La formation de la maison militaire n’était pas le moindre des griefs de l’armée. Non-seulement ces six mille soldats d’antichambre, ayant tous au moins le grade de sous-lieutenant, irritaient les vrais officiers par leurs épaulettes si facilement obtenues ; mais, de plus, ils les menaçaient par leur intrusion prochaine dans les cadres des régimens. L’ordonnance du 12 mai réservait les deux tiers des emplois vacans aux officiers à la demi-solde et le dernier tiers au choix du roi, c’est-à-dire aux vieux émigrés et aux jeunes royalistes de la maison militaire. Pour les officiers en activité, l’avancement devenait donc à peu près nul, car ils pouvaient espérer tout au plus une promotion sur neuf vacances. La plupart risquaient de rester avec le même grade jusqu’à leur retraite. Quant aux sous-officiers, et partant aux soldats, ils se retrouvaient, non par le fait des lois, mais par la force des choses, dans l’état de servage perpétuel dont les avait affranchis la révolution.

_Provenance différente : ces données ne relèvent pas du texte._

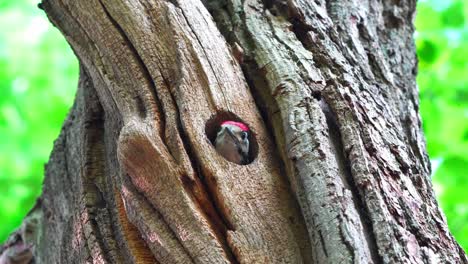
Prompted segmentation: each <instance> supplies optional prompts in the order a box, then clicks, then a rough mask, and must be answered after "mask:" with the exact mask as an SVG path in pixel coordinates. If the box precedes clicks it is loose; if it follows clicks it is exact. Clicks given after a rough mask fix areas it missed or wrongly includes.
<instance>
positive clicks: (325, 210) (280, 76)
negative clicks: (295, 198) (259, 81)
mask: <svg viewBox="0 0 468 264" xmlns="http://www.w3.org/2000/svg"><path fill="white" fill-rule="evenodd" d="M230 3H231V2H230ZM231 4H232V3H231ZM232 5H233V6H234V7H231V10H241V11H239V14H241V15H240V16H242V17H244V18H243V19H244V20H243V21H241V23H242V24H240V25H239V24H238V25H239V28H238V29H237V30H238V31H235V32H230V33H231V34H235V37H234V40H235V41H237V42H239V43H241V45H243V47H242V48H243V49H244V50H246V51H247V52H248V53H247V56H250V55H252V56H254V57H252V59H253V60H255V62H254V63H255V64H257V65H258V68H259V69H260V70H259V71H258V72H260V73H261V74H262V75H264V77H265V79H266V81H267V85H268V87H265V88H267V89H270V94H267V95H266V94H265V93H264V92H258V94H264V95H265V96H273V98H274V99H273V100H275V101H276V102H277V103H278V106H279V107H280V109H279V110H280V114H281V115H282V117H281V119H282V120H283V122H285V123H283V129H284V130H285V136H286V144H285V145H286V149H288V152H287V153H285V154H283V157H284V158H285V162H286V164H287V167H289V169H288V170H289V173H288V174H289V176H290V177H291V178H290V180H291V183H292V185H293V189H294V190H295V191H296V195H297V196H298V199H299V201H300V203H301V207H302V211H303V215H304V216H305V219H306V222H307V224H308V226H309V232H310V238H311V241H313V243H314V244H315V246H314V247H321V248H322V250H313V251H314V252H317V253H318V255H316V256H314V257H315V260H314V262H315V263H323V262H324V261H331V262H340V261H343V260H347V261H351V260H352V259H353V258H354V255H355V257H356V259H357V260H358V261H364V262H365V261H367V260H368V259H370V254H369V251H368V249H366V246H364V245H365V244H366V242H363V241H360V242H358V243H356V244H355V245H353V246H351V247H350V245H351V244H350V243H349V241H344V236H343V234H342V230H340V228H339V226H340V225H341V226H342V227H344V226H346V227H345V228H343V230H350V232H351V233H353V235H352V237H355V236H356V235H357V234H359V233H361V236H362V237H364V235H363V233H362V232H363V231H362V227H359V226H358V227H357V228H356V226H354V225H355V224H356V223H360V221H359V216H358V213H357V211H356V209H355V207H354V204H353V201H352V198H351V195H350V192H349V191H348V190H346V188H345V187H344V185H343V182H342V180H341V178H340V176H339V175H340V173H343V172H340V171H339V169H338V165H337V161H336V157H335V156H334V154H332V150H331V149H329V148H328V146H329V145H330V143H329V139H328V138H327V137H328V133H329V132H327V130H328V128H327V125H326V122H325V117H324V113H323V112H322V111H321V109H320V107H319V103H318V102H317V101H316V100H314V99H313V97H314V94H315V93H317V92H319V91H320V90H321V89H323V87H324V80H323V78H322V77H321V74H320V70H318V69H317V68H316V66H315V65H314V64H313V63H312V60H313V59H312V55H311V54H310V53H309V52H308V51H307V50H304V49H303V47H302V44H301V43H300V42H298V41H297V40H296V38H295V36H294V35H291V34H290V32H289V29H290V28H291V27H292V25H290V24H288V23H285V22H284V20H282V18H281V17H277V15H278V14H280V13H279V12H280V11H277V10H274V11H271V12H270V10H264V7H263V6H262V4H261V3H259V2H255V1H249V2H246V3H244V5H242V6H236V5H235V4H232ZM208 6H216V5H210V4H208ZM273 7H274V6H272V8H273ZM220 12H221V11H220V10H212V13H214V16H215V17H222V13H220ZM270 13H271V14H270ZM236 15H237V14H229V16H231V17H234V16H236ZM262 15H263V16H264V17H262ZM232 23H236V22H234V21H233V22H232ZM242 31H244V32H247V34H248V38H249V39H244V38H243V37H244V36H245V33H243V32H242ZM251 41H253V46H250V45H249V43H251ZM232 44H234V43H232ZM245 61H246V62H245V63H249V62H248V60H245ZM249 67H252V65H250V66H249ZM252 68H256V67H255V66H253V67H252ZM247 74H249V72H247ZM253 78H256V77H253ZM253 88H254V89H260V87H253ZM299 98H310V99H302V100H300V99H299ZM265 101H269V100H268V99H265ZM270 101H271V100H270ZM288 104H291V106H288ZM287 113H291V114H289V116H288V114H287ZM308 123H309V124H310V123H312V124H313V127H311V126H309V125H307V124H308ZM277 125H279V124H274V126H277ZM275 129H276V128H275ZM275 134H278V133H275ZM323 135H327V137H323ZM278 140H280V139H278ZM278 145H280V146H281V145H284V143H282V142H278ZM308 146H309V147H308ZM309 149H310V150H309ZM303 151H305V152H303ZM306 152H307V153H306ZM309 166H310V167H309ZM312 168H314V169H312ZM322 169H323V171H322ZM325 171H326V173H325ZM330 172H333V173H330ZM310 173H312V175H310ZM327 174H328V175H329V176H325V175H327ZM296 177H298V178H296ZM323 177H326V181H323V179H324V178H323ZM327 201H340V203H338V204H336V203H334V202H327ZM345 215H346V217H345ZM347 217H349V218H347ZM325 219H327V220H325ZM331 219H333V220H332V221H333V223H334V224H332V225H327V226H326V227H325V226H324V225H322V224H318V223H324V222H329V221H330V220H331ZM335 221H336V222H335ZM335 226H338V228H337V229H336V231H334V229H333V228H335ZM321 230H327V232H326V236H325V237H326V238H327V239H324V231H321ZM330 249H333V250H330ZM349 250H352V251H353V252H350V251H349ZM325 252H327V254H325ZM338 252H339V253H338ZM348 254H349V255H348Z"/></svg>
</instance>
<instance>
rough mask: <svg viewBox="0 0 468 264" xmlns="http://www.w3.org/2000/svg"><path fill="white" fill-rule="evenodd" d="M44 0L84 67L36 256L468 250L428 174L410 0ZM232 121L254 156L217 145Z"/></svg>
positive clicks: (375, 251) (51, 185)
mask: <svg viewBox="0 0 468 264" xmlns="http://www.w3.org/2000/svg"><path fill="white" fill-rule="evenodd" d="M41 6H42V7H43V8H44V10H45V11H46V13H47V14H48V16H49V18H50V20H51V21H52V22H53V23H54V24H55V25H56V26H57V27H58V28H59V29H60V30H61V31H62V32H63V34H64V35H65V37H66V39H67V40H68V42H69V43H70V44H71V46H72V48H73V49H74V51H75V53H76V55H77V56H78V58H79V60H80V62H81V73H80V82H79V89H78V93H77V97H76V101H75V104H74V106H73V108H72V110H71V112H70V114H69V116H68V119H67V121H66V122H65V124H64V127H63V130H62V133H61V135H60V137H59V139H58V140H57V141H56V143H55V147H54V151H53V153H52V156H51V159H50V162H49V164H48V166H47V173H46V178H45V182H44V189H43V195H42V197H41V198H40V200H39V201H38V204H37V205H36V206H35V208H34V209H33V210H32V212H31V213H30V215H31V217H29V219H31V218H33V219H35V220H34V221H35V222H34V223H35V225H36V226H37V230H36V231H35V232H34V237H33V238H32V239H28V240H27V241H28V243H33V244H34V245H35V247H34V250H33V253H34V258H35V261H36V262H37V263H85V262H89V263H91V262H92V263H467V262H468V261H467V258H466V255H465V253H464V252H463V250H462V249H461V248H460V246H459V245H458V244H457V243H456V241H455V240H454V239H453V237H452V236H451V235H450V233H449V231H448V229H447V224H446V221H445V219H444V216H443V214H442V213H441V212H440V210H439V208H438V205H437V202H436V199H435V197H434V192H433V190H432V186H431V181H430V164H429V160H428V157H427V153H426V149H425V142H424V137H423V135H422V131H421V120H420V117H419V113H418V104H419V103H418V91H417V87H416V83H415V75H416V72H417V61H416V57H415V50H414V43H413V38H412V35H413V32H414V28H413V25H412V21H413V18H414V11H415V2H414V1H396V0H383V1H357V0H355V1H343V0H341V1H338V0H335V1H332V0H329V1H323V0H322V1H320V0H315V1H305V0H289V1H280V0H278V1H273V0H264V1H261V0H244V1H239V0H206V1H205V2H201V1H199V0H190V1H189V0H172V1H161V0H141V1H140V0H112V1H111V0H81V1H73V0H43V3H42V5H41ZM226 119H232V120H237V121H242V122H245V123H246V124H248V126H249V127H250V128H251V129H252V130H253V135H252V138H251V141H252V142H253V147H252V152H253V156H254V157H255V159H254V161H253V162H252V163H250V164H248V165H244V166H243V165H237V164H234V163H231V162H228V161H226V160H224V159H223V158H222V157H221V156H219V155H218V154H217V153H216V151H215V150H214V148H213V146H212V141H213V137H214V136H215V133H216V130H217V129H218V128H219V124H220V123H221V121H223V120H226ZM33 216H34V217H33ZM26 222H27V219H26V220H25V223H26ZM29 241H32V242H29Z"/></svg>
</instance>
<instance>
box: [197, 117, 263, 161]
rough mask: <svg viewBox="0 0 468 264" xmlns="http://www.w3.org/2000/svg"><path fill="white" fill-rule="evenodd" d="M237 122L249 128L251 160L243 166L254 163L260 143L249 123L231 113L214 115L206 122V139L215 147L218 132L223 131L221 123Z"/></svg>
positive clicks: (213, 146) (250, 159) (251, 127)
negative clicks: (224, 121)
mask: <svg viewBox="0 0 468 264" xmlns="http://www.w3.org/2000/svg"><path fill="white" fill-rule="evenodd" d="M228 120H231V121H236V122H242V123H244V124H246V125H247V126H248V127H249V136H248V139H249V159H248V162H247V163H246V164H241V165H248V164H250V163H252V162H253V161H254V160H255V159H256V158H257V156H258V142H257V138H256V134H255V131H254V130H253V127H251V126H250V125H249V124H248V123H247V122H245V121H244V120H242V119H241V118H239V117H238V116H237V115H236V114H234V113H231V112H224V111H223V112H218V113H217V114H215V115H213V116H212V117H210V119H208V121H206V123H205V134H206V137H207V138H208V139H209V140H210V142H211V145H213V147H214V143H215V140H216V135H217V133H218V131H219V130H220V129H221V123H223V122H224V121H228Z"/></svg>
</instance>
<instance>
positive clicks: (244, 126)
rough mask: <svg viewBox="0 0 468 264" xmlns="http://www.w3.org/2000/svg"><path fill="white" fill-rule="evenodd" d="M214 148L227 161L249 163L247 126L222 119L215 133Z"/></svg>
mask: <svg viewBox="0 0 468 264" xmlns="http://www.w3.org/2000/svg"><path fill="white" fill-rule="evenodd" d="M215 148H216V151H218V153H219V154H220V155H221V156H223V157H224V158H225V159H227V160H228V161H231V162H235V163H237V164H241V165H245V164H247V163H249V128H248V127H247V125H245V124H243V123H241V122H235V121H224V122H223V123H222V124H221V129H220V130H219V131H218V134H217V135H216V140H215Z"/></svg>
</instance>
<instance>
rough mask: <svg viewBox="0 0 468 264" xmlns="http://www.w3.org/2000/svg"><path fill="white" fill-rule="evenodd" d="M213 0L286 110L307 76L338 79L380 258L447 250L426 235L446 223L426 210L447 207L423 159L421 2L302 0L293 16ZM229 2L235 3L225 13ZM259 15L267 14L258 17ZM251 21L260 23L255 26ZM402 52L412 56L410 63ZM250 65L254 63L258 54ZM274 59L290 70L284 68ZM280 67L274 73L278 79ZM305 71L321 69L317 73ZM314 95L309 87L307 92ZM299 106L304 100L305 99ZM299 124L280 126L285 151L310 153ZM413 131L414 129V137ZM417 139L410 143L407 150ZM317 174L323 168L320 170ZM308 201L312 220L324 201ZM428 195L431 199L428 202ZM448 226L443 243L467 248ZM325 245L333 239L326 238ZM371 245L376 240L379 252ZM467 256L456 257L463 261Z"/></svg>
mask: <svg viewBox="0 0 468 264" xmlns="http://www.w3.org/2000/svg"><path fill="white" fill-rule="evenodd" d="M207 2H208V3H207V6H208V7H209V8H211V10H210V11H211V12H212V13H213V16H214V17H215V18H216V20H217V22H218V23H219V25H220V26H221V27H224V30H223V32H224V33H225V36H226V38H227V39H229V40H230V41H231V43H232V44H235V43H240V44H241V46H242V48H243V49H244V50H245V52H246V54H247V55H248V56H252V57H251V58H249V59H253V60H255V63H254V64H258V65H259V66H258V67H259V68H260V69H261V73H262V74H265V76H266V79H267V81H268V82H270V83H269V84H268V85H269V86H271V87H273V89H272V92H271V94H272V96H273V97H274V98H275V100H277V102H278V106H279V108H280V113H294V110H292V109H287V108H286V109H285V108H284V105H287V104H288V103H290V101H295V100H294V99H293V100H289V101H288V100H285V99H283V98H288V97H291V98H294V97H293V96H292V95H293V94H294V91H295V89H297V88H296V87H301V86H304V83H305V84H309V83H308V82H307V78H310V77H311V76H312V79H314V77H313V76H320V77H319V78H318V79H322V80H329V81H331V80H333V83H336V85H333V86H332V87H329V88H327V91H326V92H325V93H324V96H325V97H326V99H327V101H330V102H332V103H331V107H332V110H333V112H336V113H337V116H338V120H339V121H338V127H339V128H338V129H339V130H340V132H341V137H342V138H343V142H344V149H345V152H346V157H347V158H348V159H349V163H350V168H351V172H352V173H351V177H352V179H351V185H355V186H353V188H351V189H356V190H357V191H356V192H355V193H356V196H355V197H354V198H355V199H358V200H359V201H356V202H357V204H359V205H364V206H365V208H366V210H365V211H366V212H367V213H365V212H364V214H361V216H363V217H365V218H368V219H371V220H372V226H371V228H368V229H369V232H370V233H373V234H374V235H373V237H375V240H374V239H372V238H371V239H370V240H369V241H370V244H373V243H374V242H372V241H377V248H378V250H379V253H378V254H379V255H380V256H379V257H377V256H375V257H374V260H376V259H379V258H380V257H381V258H382V260H383V261H384V262H389V261H413V262H419V261H420V260H419V258H420V257H421V255H418V254H421V252H423V251H427V248H428V247H429V248H433V249H434V248H438V247H439V246H437V245H436V244H439V243H440V241H432V242H435V243H429V244H428V239H427V237H434V236H435V235H436V234H438V233H439V231H437V229H438V225H435V226H434V224H433V223H434V222H433V221H432V220H431V218H432V217H434V218H435V219H437V221H439V220H438V219H441V218H440V217H438V216H437V214H438V212H434V213H433V214H431V216H430V217H428V216H427V215H426V214H424V213H423V212H427V209H429V208H431V209H429V211H432V210H438V209H437V205H436V204H435V203H433V202H434V201H435V198H434V195H433V191H432V190H431V188H430V182H429V181H428V177H427V175H428V169H427V168H428V160H427V156H426V155H424V154H423V155H420V153H424V151H421V149H424V146H423V145H421V142H422V141H421V138H422V137H421V136H420V135H421V130H420V121H419V120H420V119H419V117H418V114H417V100H414V98H416V97H417V96H415V95H416V94H417V89H416V86H415V80H414V79H415V78H414V73H415V71H414V66H413V65H414V62H415V59H414V58H415V53H414V44H413V40H412V32H413V30H414V29H413V26H412V25H411V22H412V17H413V14H414V8H415V7H414V2H411V3H410V4H408V5H403V4H402V2H390V1H384V2H383V3H378V4H375V3H370V2H358V1H351V2H342V1H327V4H326V5H325V4H324V3H323V2H321V3H320V2H318V1H315V2H312V1H301V0H297V1H288V2H287V3H288V7H289V12H285V11H284V5H283V3H282V2H281V1H268V2H267V4H266V8H265V7H262V6H261V5H259V4H258V3H257V2H255V1H248V2H245V3H243V5H240V4H238V5H236V4H235V3H233V2H231V1H227V2H228V3H229V4H227V5H222V4H214V3H213V1H207ZM226 6H227V9H226V10H222V9H223V8H226ZM256 13H259V14H260V15H258V16H257V17H255V15H252V14H256ZM254 17H255V18H254ZM260 17H261V18H260ZM239 18H241V23H239ZM242 19H243V21H242ZM262 19H266V20H267V21H268V22H267V23H268V24H269V27H264V28H262V22H261V21H262ZM282 19H287V20H289V21H291V25H287V24H285V23H283V22H279V23H278V22H277V21H281V20H282ZM249 20H252V21H255V22H252V23H251V24H249ZM283 21H284V20H283ZM242 23H245V24H242ZM382 25H384V26H387V27H389V28H384V26H382ZM257 28H260V29H258V30H257ZM282 29H283V30H282ZM284 29H287V30H289V29H292V31H293V33H294V36H292V37H288V34H284V33H283V32H287V30H284ZM246 32H248V33H250V35H247V34H246ZM263 36H264V38H262V37H263ZM272 38H274V39H275V40H276V41H277V43H276V44H273V45H272V44H271V43H275V40H273V39H272ZM252 40H253V41H254V44H253V45H252V44H251V41H252ZM294 41H300V45H297V44H295V45H294ZM291 43H293V44H292V45H291ZM262 46H264V47H267V48H265V50H266V51H265V52H264V53H262V52H261V48H262ZM291 47H293V48H291ZM303 47H305V48H306V49H307V50H309V51H311V54H312V56H307V57H310V58H312V60H310V62H307V63H309V65H312V66H310V67H309V68H304V67H303V65H307V63H306V64H304V63H303V61H304V57H303V58H302V60H301V57H298V56H297V55H298V54H304V51H302V48H303ZM291 50H294V53H293V54H294V55H291ZM392 56H393V57H392ZM307 57H305V58H307ZM392 58H396V59H398V60H395V59H392ZM401 58H408V61H403V60H401ZM288 60H289V61H290V62H289V61H288ZM306 61H307V59H306ZM244 62H246V63H249V60H244ZM275 63H277V64H278V65H281V66H280V67H278V68H276V69H275V68H274V65H275ZM288 63H289V64H288ZM252 68H255V67H252V66H248V67H245V69H247V70H246V74H247V75H249V74H251V72H252V70H251V69H252ZM271 69H274V70H273V71H274V72H275V73H274V74H271V75H270V76H269V71H271ZM305 69H313V74H311V72H310V71H307V70H305ZM249 71H250V72H249ZM254 71H255V70H254ZM291 72H292V73H293V74H291ZM282 76H284V77H283V78H284V79H285V80H287V81H284V82H281V81H279V82H277V83H271V80H272V79H273V78H272V77H274V78H276V79H280V80H281V77H282ZM396 76H398V78H396ZM291 79H292V80H293V81H291ZM295 80H299V82H298V81H295ZM327 82H328V81H327ZM315 84H317V86H315V87H311V90H312V91H322V90H323V88H321V84H320V82H315ZM309 85H310V84H309ZM259 88H260V87H254V89H259ZM334 90H336V91H334ZM259 94H261V93H259ZM308 96H309V94H308V93H307V92H305V93H303V94H302V95H301V96H300V97H299V98H301V99H302V98H304V97H306V98H307V97H308ZM302 100H303V99H302ZM264 101H267V100H264ZM408 101H410V103H409V104H408ZM296 102H301V103H303V101H300V100H297V101H296ZM408 107H409V108H408ZM407 113H408V114H407ZM383 117H385V118H383ZM282 120H283V121H285V120H287V117H286V116H285V115H283V116H282ZM402 120H404V121H405V123H406V122H407V120H410V123H409V124H405V123H403V122H402ZM290 126H291V123H283V127H282V128H281V129H280V128H278V127H274V129H278V130H284V131H285V132H284V137H285V138H286V148H290V149H291V148H292V149H294V148H298V149H302V148H301V147H297V146H298V139H297V138H294V140H293V141H288V140H287V138H288V133H289V131H288V127H290ZM414 128H416V130H415V129H414ZM418 128H419V130H418ZM335 129H336V128H335ZM406 131H409V132H410V133H406V136H405V132H406ZM275 134H279V135H281V133H275ZM299 141H300V140H299ZM408 142H409V143H410V144H409V145H410V147H408V146H406V144H408ZM412 142H416V143H412ZM413 153H417V154H419V157H418V158H416V156H415V154H413ZM306 157H307V156H299V157H294V159H292V160H293V162H295V160H296V159H299V160H301V159H305V158H306ZM283 158H285V159H286V160H287V159H289V158H291V157H288V155H283ZM286 164H288V162H286ZM309 164H310V163H309ZM408 164H414V167H413V168H411V167H410V166H409V165H408ZM287 167H289V166H288V165H287ZM289 168H290V169H289V170H288V172H289V175H290V179H291V181H292V183H293V186H294V189H295V190H296V191H297V190H300V189H301V188H300V187H299V186H298V185H301V184H302V185H303V184H305V182H299V183H294V178H295V177H298V176H297V175H296V176H294V175H293V176H291V174H298V175H299V176H300V175H301V174H304V173H305V171H300V170H291V167H289ZM314 170H317V166H315V167H314ZM303 187H304V189H305V190H306V192H307V190H310V189H311V188H312V187H309V186H307V185H306V186H303ZM299 201H300V202H301V203H302V210H303V214H304V215H305V216H306V220H308V219H309V218H308V217H309V216H308V215H307V212H305V210H313V209H315V207H314V206H312V207H310V206H304V202H307V199H302V198H301V197H299ZM423 201H427V202H429V205H426V204H425V203H423ZM382 216H385V217H382ZM387 217H388V218H387ZM361 222H363V221H362V219H361ZM431 222H432V224H431ZM307 223H308V226H309V227H310V225H311V223H312V221H310V219H309V221H308V222H307ZM362 224H363V225H364V226H365V225H366V224H365V223H362ZM431 226H432V227H431ZM440 226H445V225H444V224H443V225H440ZM423 230H426V231H423ZM427 230H430V231H429V232H427ZM441 231H442V232H441V233H440V234H442V237H441V238H443V239H442V242H441V243H440V244H444V245H446V246H449V245H452V246H453V247H455V248H459V247H458V245H456V243H455V241H454V240H453V238H452V237H450V236H446V234H448V233H447V232H446V230H441ZM423 233H426V234H423ZM431 233H432V235H430V234H431ZM439 236H440V235H439ZM313 238H314V236H313V235H312V239H313ZM353 239H355V240H361V239H362V238H360V237H354V238H353ZM320 241H321V240H320ZM323 241H325V243H326V240H323ZM348 242H349V241H348ZM319 244H320V243H319ZM431 244H432V245H431ZM348 245H349V244H348ZM372 248H373V247H372V246H371V251H373V250H372ZM327 252H329V251H327ZM340 252H342V251H340ZM374 252H375V250H374ZM429 252H431V250H429ZM432 252H433V251H432ZM436 254H437V253H436ZM373 255H377V254H373ZM326 257H329V256H326ZM350 257H351V256H350ZM438 257H440V258H441V259H447V260H453V259H452V258H451V256H448V255H444V254H440V255H439V256H438ZM459 257H460V256H455V257H454V259H458V258H459ZM349 259H351V258H349Z"/></svg>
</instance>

  1. En feuilletant le Moniteur de 1814, on trouve tous les deux ou trois numéros une liste de 20, de 100, de 300 nouveaux légionnaires. Parfois, le Moniteur se borne à cette mention : « Le roi, par ordonnance de tel jour, a confirmé les 50 ou les 200 ou les 300 décorations données dans tel département par le comte d’Artois ou par le duc d’Angoulême ou par le duc de Berry. » — On a même prétendu que certains ministres trafiquaient des décorations. La croix de chevalier était tarifée 300 francs.